The pipe cleaning process will start next Tuesday. That’s when the City’s Water Department will start pushing water through the city’s existing water distribution lines. The team will use water pressure to remove any material that has collected in the pipes. The entire process is expected to take several weeks.
“It’s hard to work with water when the temperatures are freezing,” said Brad Palmer, Utilities Director. “We all know South Dakota can serve up some long winters; to keep the project on schedule, we want to get the pipes flushed before the cold really sets in.
The flushing will start in the northern portion of the community and work its way south through a total of six zones. The city will use a rolling schedule.
“The rolling schedule map is located on the city website, and people can register with alertsense to receive a personal notification when activity is happening in their neighborhood,” said Palmer.
For a personal notification, people should visit public.alertsense.com and register with a physical address. The registered address will be used to identify and notify people via email or text when flushing has started in their area.
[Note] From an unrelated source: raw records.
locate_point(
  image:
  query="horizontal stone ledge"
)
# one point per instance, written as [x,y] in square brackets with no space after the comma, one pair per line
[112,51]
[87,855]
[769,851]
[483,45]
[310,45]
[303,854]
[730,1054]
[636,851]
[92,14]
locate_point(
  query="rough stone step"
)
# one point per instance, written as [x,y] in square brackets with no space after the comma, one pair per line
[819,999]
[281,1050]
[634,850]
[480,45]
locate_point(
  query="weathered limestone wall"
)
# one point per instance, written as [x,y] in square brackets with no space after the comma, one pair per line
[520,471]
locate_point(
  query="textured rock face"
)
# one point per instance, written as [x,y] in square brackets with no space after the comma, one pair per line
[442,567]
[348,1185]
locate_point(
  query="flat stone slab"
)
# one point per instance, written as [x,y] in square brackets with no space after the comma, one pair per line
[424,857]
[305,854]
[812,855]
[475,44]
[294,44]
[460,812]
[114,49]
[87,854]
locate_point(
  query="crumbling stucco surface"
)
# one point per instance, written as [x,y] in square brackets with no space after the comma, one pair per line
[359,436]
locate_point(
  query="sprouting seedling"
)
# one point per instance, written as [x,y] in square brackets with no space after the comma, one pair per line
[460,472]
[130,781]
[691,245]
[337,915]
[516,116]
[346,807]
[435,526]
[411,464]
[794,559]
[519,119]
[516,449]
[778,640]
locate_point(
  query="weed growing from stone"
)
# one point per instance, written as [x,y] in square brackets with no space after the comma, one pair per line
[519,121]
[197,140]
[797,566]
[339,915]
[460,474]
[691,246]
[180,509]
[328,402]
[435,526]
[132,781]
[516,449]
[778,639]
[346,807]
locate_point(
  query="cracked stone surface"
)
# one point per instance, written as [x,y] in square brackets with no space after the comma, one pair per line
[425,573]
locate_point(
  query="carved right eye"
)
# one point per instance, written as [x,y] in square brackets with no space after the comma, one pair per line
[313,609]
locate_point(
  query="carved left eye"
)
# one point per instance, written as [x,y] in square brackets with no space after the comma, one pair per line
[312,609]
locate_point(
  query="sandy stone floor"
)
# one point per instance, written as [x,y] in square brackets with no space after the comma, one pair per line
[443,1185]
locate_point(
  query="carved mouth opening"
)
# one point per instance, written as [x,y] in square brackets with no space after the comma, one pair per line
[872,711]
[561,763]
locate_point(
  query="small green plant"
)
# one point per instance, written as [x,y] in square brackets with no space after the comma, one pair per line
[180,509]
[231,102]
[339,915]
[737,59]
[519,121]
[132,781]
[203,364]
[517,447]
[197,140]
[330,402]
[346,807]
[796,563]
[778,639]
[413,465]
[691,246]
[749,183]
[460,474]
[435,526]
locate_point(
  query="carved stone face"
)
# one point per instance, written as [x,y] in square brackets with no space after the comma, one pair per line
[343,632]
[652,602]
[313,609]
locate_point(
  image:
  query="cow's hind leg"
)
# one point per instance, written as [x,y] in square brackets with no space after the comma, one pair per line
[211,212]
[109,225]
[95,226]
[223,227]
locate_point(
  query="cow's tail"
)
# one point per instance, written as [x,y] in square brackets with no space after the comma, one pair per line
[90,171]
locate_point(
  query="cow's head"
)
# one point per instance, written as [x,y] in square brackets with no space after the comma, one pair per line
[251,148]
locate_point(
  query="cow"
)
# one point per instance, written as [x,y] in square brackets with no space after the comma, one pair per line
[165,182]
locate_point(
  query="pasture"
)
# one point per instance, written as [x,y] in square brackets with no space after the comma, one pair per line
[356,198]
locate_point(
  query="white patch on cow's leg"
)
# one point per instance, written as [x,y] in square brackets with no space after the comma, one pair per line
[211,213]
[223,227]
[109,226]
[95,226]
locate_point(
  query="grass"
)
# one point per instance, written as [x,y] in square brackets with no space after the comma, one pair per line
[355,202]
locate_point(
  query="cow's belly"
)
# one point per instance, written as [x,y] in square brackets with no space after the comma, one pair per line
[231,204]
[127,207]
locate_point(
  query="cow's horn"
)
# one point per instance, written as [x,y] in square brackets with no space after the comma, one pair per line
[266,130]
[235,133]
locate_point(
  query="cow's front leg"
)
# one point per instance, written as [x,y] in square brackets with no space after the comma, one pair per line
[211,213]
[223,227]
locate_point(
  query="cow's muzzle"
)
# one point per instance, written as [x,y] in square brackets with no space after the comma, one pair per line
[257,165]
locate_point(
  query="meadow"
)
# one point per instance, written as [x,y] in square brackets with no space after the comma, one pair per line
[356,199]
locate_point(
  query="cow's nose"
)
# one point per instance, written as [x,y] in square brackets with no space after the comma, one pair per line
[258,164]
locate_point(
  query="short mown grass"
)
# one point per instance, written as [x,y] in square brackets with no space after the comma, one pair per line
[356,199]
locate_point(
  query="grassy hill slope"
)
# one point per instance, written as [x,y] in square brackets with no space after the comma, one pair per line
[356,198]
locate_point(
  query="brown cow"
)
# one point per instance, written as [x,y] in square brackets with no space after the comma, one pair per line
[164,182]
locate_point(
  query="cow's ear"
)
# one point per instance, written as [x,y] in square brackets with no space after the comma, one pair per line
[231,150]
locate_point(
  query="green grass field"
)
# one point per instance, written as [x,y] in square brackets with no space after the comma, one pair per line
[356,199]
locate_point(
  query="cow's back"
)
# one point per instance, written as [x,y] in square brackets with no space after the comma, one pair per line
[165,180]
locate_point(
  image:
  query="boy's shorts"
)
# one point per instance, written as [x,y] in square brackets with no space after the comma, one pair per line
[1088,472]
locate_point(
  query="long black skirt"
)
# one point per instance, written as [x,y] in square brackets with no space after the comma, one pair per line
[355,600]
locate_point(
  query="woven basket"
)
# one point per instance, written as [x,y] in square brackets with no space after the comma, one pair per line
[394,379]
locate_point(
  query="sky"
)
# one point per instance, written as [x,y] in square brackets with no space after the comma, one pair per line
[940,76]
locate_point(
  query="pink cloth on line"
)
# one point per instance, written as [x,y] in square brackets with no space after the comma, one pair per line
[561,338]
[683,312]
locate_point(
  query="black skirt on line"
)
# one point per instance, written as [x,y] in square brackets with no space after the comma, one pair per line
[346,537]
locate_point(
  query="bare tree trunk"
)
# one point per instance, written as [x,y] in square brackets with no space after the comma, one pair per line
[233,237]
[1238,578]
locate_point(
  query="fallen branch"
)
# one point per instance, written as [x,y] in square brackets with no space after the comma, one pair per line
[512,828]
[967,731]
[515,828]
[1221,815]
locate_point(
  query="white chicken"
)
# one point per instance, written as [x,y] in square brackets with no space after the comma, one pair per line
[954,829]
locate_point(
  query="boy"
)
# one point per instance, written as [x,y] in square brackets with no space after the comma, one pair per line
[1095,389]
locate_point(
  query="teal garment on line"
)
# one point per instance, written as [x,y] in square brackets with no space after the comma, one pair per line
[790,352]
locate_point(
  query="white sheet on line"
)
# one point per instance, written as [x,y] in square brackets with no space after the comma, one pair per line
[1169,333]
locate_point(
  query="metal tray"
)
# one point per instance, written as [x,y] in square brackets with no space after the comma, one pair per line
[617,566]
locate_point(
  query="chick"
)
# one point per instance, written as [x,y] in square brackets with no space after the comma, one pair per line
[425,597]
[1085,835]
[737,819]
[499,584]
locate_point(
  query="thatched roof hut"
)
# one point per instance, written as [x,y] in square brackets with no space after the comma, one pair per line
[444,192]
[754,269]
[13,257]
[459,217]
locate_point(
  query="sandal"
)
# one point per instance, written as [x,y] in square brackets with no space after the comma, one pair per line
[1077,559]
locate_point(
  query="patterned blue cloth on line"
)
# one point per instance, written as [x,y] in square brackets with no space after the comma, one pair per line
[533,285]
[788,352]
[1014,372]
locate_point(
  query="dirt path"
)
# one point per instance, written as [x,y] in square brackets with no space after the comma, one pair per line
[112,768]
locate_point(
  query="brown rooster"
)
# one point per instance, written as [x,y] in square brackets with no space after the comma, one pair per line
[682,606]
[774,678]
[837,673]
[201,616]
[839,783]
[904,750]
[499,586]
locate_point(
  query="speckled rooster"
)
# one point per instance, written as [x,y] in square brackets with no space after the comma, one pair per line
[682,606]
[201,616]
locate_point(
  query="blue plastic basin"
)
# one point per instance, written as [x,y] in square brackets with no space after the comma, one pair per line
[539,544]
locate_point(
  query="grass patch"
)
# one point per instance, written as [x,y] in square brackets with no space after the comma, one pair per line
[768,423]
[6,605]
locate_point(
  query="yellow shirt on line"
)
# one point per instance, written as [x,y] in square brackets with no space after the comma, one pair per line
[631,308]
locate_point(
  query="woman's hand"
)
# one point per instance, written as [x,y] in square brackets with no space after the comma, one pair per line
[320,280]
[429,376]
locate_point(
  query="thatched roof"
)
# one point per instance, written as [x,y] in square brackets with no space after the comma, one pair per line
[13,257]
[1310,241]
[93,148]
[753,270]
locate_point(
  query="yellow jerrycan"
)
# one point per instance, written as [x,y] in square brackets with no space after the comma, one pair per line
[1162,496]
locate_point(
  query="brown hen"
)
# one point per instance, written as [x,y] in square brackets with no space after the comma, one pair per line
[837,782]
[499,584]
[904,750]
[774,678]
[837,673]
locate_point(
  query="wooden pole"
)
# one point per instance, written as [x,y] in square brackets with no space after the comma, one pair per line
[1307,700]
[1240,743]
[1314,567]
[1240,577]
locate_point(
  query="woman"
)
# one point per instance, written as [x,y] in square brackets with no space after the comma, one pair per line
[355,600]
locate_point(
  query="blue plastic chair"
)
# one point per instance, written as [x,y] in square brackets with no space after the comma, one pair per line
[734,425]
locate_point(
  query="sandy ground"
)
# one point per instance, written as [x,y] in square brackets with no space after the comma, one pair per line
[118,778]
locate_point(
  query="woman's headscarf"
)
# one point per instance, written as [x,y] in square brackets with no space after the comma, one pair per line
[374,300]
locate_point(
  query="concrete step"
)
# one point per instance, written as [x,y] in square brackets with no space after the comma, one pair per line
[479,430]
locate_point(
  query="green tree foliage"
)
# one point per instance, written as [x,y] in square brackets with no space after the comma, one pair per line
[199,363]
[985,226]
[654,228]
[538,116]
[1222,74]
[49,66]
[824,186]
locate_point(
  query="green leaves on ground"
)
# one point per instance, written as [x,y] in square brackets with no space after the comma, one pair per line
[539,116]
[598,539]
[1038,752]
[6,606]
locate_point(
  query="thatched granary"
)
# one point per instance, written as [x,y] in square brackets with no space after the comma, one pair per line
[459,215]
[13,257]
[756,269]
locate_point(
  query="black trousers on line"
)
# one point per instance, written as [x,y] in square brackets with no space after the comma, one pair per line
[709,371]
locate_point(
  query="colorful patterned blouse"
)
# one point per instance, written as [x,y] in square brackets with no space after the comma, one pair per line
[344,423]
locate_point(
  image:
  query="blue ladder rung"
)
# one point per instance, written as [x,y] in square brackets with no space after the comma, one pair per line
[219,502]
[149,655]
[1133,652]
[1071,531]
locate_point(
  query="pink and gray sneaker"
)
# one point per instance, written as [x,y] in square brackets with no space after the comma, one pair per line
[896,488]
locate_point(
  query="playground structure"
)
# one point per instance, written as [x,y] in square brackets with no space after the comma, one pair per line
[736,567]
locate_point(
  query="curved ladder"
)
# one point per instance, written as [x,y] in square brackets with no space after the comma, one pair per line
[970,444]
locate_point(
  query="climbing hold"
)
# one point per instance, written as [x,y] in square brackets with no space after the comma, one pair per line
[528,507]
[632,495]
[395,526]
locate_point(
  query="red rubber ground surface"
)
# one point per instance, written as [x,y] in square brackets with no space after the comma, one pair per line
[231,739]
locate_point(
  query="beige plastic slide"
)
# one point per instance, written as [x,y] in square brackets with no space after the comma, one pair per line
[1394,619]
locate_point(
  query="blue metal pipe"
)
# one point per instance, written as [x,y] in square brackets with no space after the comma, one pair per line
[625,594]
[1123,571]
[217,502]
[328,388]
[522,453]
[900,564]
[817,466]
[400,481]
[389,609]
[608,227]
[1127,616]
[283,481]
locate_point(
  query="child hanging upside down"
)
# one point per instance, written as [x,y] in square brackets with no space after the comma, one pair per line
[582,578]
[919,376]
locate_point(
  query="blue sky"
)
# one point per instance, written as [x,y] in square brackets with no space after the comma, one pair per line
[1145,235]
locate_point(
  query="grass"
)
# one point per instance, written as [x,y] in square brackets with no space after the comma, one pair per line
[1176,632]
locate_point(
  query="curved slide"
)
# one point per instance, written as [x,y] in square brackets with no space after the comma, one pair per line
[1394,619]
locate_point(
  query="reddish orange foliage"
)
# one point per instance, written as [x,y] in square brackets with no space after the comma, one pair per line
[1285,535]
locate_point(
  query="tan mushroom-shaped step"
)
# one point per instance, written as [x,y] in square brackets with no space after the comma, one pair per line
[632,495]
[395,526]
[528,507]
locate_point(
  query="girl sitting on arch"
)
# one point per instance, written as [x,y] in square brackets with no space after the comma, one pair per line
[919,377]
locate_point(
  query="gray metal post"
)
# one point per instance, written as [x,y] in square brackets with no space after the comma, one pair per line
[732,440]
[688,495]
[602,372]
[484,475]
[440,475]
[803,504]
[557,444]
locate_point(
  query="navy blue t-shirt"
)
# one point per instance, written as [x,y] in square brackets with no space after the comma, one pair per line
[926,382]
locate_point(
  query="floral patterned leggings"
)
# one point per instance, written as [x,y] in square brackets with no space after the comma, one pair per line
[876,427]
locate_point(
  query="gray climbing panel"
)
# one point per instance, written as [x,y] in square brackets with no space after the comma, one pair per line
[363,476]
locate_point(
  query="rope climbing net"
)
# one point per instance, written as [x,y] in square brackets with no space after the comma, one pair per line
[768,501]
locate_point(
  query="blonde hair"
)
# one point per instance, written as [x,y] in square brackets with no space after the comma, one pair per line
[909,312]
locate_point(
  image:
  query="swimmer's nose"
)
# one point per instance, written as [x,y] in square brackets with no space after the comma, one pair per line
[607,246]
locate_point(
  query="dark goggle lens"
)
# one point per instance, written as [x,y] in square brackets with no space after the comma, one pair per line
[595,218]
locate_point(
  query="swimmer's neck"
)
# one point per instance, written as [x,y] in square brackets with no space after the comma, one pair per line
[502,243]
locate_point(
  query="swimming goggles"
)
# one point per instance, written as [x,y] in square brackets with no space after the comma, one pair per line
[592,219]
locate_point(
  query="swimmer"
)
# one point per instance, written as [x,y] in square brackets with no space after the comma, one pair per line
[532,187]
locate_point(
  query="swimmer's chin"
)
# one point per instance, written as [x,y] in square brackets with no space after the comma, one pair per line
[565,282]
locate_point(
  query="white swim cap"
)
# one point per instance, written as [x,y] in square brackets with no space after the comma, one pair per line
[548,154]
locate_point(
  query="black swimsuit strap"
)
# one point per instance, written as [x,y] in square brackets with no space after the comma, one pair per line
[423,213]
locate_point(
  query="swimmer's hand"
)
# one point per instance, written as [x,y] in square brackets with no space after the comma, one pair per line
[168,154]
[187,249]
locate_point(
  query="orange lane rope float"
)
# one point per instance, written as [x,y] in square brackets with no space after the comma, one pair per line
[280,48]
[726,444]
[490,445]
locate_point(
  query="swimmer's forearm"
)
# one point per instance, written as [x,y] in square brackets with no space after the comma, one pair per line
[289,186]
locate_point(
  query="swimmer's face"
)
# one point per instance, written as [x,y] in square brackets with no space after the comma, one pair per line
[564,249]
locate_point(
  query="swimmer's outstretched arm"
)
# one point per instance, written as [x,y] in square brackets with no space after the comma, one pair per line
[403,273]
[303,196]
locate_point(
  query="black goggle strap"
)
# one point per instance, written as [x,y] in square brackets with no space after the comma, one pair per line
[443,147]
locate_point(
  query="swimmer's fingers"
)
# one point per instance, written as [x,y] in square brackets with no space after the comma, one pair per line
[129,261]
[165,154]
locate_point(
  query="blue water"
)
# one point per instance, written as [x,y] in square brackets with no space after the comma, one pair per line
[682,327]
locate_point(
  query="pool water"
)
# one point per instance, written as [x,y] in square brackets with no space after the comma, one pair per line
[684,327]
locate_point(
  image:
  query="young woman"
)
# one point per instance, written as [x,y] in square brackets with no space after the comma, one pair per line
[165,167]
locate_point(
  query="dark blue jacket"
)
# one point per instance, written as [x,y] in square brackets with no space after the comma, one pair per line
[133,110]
The flushing process can cause temporary water discoloration. Despite any temporary color change, the water can be used for drinking and bathing. To clear discolored water, run cold water, preferably from an outside spigot, until the water color returns to normal. Consider waiting to use home filtering systems, water softeners, dishwashers or washing machines until the water runs clear. Pressure variations during the flushing process may cause some fire suppression systems to alarm. No loss of water service is expected.
According to Palmer, the city will do a secondary flush of the pipes at a later date.
“We’re cleaning the pipes now to get rid of build-up. As we get closer to distributing water from the new treatment facility, we’ll flush all the well water out of lines to make way for the new water.”
The treated water is the result of a 2018 public vote when Pierre residents decided the city should build a drinking water treatment facility. Surface water from the Missouri River will be treated at the new facility and replace the underground aquifer currently used as Pierre’s water source. The new water is expected to start flowing next summer.